The first thing that goes in the glass is the pre-batched based cocktail. Next goes the ice and beautiful garnishes; once those are ready, the servers grab trays and form a line. Sixteen to twenty servers all standing with a tray that has six or eight drinks on it, and each server would make two complete trips of handing out drinks to the first rush of people — who would be “stoked to have a pretty-looking cocktail” — and it killed the opportunity for a line to form out the gate.
Plan for the classic cocktails
On top of the passed drinks, Beattie says they would prepare up to ten different batched cocktails that might not even be featured in case someone orders a Cosmo or the like. Just as he’d done at Goose & Gander, the recipe for each drink would appear on a label on the bottle along with the type of glassware to use, garnish, and whether it should be shaken or stirred.

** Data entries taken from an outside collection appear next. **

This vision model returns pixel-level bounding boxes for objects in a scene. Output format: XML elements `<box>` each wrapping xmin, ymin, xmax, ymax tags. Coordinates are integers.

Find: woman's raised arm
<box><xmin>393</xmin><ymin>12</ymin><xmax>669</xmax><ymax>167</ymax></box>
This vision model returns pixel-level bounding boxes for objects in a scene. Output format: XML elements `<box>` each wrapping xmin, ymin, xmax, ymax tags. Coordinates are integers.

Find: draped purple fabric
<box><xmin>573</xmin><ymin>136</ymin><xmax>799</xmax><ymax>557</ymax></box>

Although batching dramatically sped up service for weddings and events, others in the craft industry in high-volume bars began tapping cocktails to keep up with demand. The trick for a successful tap program, just as in batching, is not to use ingredients that degrade quickly—like fresh citrus, which oxides quickly.
Batch what people drink the most of
But aside from batching and tapping, and outside the world of events and weddings, if the central experience of coming to a bar is to see the bartenders put on a show, “batch your most popular drinks,” says Beattie. “At a restaurant where ninety percent of guests are seated at a table, and you have a well-regarded cocktail program, selective batching can save time, saving money.”

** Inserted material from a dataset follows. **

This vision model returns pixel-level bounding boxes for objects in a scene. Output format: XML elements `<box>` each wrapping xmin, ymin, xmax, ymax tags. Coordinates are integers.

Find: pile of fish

With the events and weddings he oversees as with any event during which a cocktail is to be served, Beattie says the ultimate goal is to make the cocktail process seem natural. “You’re not supposed to wait in a long line. Someone should walk up to you with a tray of beautiful cocktails. In the era of Instagram and TikTok, you must create systems that allow this to be done as efficiently and beautifully as possible,” he explains. “Guests want to remember the day and do so by snapping a photo of themselves enjoying a drink. I ensure those drinks are beautiful, delicious, and delivered very quickly.”